From London, Pike moved in 1771 to minister to a Sandemanian congregation at Trowbridge, Wiltshire. Unfounded reports were spread of his insobriety. Pike was a follower of the doctrines of Hutchinson, who found in scripture a system of physical science, and then became a follower of Glas, who held that biblical authority did not extend to such topics. He died at Trowbridge in January 1773, and was buried on 10 January in the parish churchyard. His portrait, engraved by Hopwood, is given in Wilson.

==Works==
He published, besides single sermons (1748–53):
- The Book of Psalms in Metre, 1751
- Thoughts on such Phrases of Scripture as ascribe Affections and Passions to the Deity, &c., 1750, 12mo.
- Philosophia Sacra, or the Principles of Natural Philosophy.

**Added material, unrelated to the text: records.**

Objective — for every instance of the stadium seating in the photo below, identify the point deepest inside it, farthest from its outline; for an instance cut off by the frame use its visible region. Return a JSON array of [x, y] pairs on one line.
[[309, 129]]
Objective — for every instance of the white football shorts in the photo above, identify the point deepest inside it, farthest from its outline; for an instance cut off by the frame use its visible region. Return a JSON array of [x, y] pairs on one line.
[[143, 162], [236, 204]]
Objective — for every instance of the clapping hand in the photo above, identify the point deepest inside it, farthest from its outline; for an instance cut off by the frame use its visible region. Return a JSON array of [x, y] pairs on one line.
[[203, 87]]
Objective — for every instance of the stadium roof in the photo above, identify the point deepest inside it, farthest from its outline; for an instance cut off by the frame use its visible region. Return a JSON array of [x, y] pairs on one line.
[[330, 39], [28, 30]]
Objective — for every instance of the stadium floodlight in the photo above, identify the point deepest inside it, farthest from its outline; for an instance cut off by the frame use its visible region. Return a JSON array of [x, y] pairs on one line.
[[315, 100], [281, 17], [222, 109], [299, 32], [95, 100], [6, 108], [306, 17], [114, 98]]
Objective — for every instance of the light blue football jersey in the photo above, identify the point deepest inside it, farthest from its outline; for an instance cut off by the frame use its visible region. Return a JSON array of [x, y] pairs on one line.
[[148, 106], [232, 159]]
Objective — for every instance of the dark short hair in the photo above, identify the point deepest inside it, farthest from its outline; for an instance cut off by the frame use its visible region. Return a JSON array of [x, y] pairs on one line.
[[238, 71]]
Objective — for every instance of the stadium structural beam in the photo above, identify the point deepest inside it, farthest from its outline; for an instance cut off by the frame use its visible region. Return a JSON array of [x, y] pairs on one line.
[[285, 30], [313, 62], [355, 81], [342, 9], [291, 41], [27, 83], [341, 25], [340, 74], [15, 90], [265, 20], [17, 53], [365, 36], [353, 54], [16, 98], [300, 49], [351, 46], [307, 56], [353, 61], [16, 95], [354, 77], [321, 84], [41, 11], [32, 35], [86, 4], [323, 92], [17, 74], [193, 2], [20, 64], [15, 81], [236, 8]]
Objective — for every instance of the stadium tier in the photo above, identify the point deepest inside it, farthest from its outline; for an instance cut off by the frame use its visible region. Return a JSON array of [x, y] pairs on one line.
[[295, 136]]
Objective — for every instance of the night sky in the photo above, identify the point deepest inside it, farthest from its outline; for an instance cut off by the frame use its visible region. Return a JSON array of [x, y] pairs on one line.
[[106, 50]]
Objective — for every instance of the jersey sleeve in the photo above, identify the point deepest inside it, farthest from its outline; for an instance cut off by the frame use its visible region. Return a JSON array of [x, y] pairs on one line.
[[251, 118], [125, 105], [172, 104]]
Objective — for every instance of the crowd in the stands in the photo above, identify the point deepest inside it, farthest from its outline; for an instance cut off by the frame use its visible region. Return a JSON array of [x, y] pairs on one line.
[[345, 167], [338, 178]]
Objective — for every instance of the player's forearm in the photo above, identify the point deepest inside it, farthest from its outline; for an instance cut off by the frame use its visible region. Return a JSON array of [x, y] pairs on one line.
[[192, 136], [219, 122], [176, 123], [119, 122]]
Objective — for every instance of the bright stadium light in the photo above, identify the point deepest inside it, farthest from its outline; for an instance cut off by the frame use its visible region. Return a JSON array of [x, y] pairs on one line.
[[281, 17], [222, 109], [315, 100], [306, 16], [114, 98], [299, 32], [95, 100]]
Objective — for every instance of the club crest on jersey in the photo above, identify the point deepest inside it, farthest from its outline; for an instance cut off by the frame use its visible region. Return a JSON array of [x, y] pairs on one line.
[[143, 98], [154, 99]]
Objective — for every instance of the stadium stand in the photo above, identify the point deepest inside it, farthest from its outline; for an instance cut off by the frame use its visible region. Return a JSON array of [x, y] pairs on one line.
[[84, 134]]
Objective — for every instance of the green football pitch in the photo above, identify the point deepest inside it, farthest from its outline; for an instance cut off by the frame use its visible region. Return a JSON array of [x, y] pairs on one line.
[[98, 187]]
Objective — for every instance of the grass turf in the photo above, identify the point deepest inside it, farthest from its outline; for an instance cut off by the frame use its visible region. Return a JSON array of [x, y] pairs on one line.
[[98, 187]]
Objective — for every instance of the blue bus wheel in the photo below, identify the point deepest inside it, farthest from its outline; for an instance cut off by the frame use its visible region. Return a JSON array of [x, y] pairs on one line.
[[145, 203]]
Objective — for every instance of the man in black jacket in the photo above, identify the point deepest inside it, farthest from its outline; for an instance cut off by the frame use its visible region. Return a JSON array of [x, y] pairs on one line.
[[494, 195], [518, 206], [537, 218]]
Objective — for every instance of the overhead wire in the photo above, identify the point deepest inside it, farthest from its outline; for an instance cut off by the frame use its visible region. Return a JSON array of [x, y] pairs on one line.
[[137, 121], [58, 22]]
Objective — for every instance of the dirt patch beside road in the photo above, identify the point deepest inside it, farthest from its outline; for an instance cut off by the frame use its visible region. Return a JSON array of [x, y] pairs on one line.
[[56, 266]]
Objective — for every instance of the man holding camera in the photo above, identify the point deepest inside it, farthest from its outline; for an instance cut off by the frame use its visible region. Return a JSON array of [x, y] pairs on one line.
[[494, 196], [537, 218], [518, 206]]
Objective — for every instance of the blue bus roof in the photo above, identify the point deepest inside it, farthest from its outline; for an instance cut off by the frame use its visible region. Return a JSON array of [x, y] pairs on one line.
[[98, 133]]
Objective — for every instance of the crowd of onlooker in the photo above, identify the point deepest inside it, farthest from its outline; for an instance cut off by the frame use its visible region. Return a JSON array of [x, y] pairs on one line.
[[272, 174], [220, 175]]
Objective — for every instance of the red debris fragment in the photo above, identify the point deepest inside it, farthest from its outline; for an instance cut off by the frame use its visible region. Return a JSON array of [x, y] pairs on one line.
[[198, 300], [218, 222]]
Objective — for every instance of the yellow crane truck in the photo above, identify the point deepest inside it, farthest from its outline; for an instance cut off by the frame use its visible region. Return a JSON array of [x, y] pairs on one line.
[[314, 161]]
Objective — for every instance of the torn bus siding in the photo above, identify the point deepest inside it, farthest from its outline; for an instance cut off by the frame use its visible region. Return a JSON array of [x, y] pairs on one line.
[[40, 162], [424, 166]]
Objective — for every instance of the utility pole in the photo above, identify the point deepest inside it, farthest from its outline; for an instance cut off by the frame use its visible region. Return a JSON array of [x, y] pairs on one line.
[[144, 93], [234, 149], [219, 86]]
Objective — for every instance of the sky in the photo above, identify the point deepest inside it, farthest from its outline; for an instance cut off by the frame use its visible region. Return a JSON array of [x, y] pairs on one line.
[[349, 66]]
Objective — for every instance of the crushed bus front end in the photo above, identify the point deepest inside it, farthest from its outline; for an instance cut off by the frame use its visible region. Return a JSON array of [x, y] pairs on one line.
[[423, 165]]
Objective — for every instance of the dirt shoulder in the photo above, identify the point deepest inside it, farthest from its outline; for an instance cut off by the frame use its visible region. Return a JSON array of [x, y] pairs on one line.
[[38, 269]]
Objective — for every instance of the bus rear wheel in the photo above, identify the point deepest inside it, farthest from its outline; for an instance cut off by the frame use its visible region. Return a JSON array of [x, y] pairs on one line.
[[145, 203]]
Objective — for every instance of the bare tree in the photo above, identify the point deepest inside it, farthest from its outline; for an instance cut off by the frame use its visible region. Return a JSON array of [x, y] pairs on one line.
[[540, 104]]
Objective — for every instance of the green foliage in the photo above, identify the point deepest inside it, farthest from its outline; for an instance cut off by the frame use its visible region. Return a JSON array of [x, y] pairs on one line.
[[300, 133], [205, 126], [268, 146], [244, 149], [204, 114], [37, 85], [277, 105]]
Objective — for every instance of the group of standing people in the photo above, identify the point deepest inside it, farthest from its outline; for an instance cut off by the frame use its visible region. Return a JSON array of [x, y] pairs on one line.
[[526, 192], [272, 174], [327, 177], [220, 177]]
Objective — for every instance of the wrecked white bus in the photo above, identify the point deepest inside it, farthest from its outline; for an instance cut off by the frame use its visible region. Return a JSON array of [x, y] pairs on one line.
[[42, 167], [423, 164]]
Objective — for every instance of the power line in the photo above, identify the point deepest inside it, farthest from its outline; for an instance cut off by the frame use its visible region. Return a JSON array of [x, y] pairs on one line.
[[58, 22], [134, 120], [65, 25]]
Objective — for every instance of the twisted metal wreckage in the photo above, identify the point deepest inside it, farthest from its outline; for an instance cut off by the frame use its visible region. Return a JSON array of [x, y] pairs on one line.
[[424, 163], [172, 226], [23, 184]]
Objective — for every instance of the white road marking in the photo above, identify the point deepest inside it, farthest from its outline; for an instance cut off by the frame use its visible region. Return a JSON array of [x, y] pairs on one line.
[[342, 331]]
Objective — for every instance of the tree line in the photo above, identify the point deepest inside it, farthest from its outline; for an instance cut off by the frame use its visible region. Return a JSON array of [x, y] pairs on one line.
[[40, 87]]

Extracted from Divine Revelation, &c., 1753, 8vo; Edinburgh, 1815, 8vo.
- Some important Cases of Conscience, &c., 1755–6, 8vo, 2 vols. ); (the substance of lectures by Pike and Hayward); Glasgow, 1762, 8vo; with title Religious Cases of Conscience, 1775, 8vo; 1807, 8vo; Romsey, 1819, 8vo; Philadelphia [1859], 12mo; with title The Doubtful Christian encouraged, &c., Woodbridge [1800], 8vo; in Welsh, 1769, 12mo.
- A form of Sound Words; or ... Body of Divinity, &c., 1755, 12mo; 1756, 12mo (based on the shorter catechism of the Westminster assembly).
- Public Fasting, &c., 1757, 12mo; 1758, 8vo.
- An Epistolary Correspondence between ... Pike and ... Sandeman, &c., 1758, 8vo; in Welsh, 1765, 12mo.
- Saving Grace, Sovereign Grace, &c., 1758, 8vo (lectures at Pinners' Hall); 1825, 8vo.
- Free Grace indeed! &c., 1759, 8vo; 1760, 12mo.
- A ... Narrative of the ... Schism in the Church under ... Pike, &c., 1760, 8vo.
- Simple Truth Vindicated, &c., 1760, 12mo (anon).
- The Nature and Evidence of Saving Faith, &c., 1764, 8vo.
- A Plain ... Account of ... Practices observed by the Church in St. Martin's-le-Grand, &c., 1766, 8vo; 1767, 12mo.
- A Compendious Hebrew Lexicon, &c., 1766, 8vo (annexed is a short grammar); Glasgow, 1802, 8vo.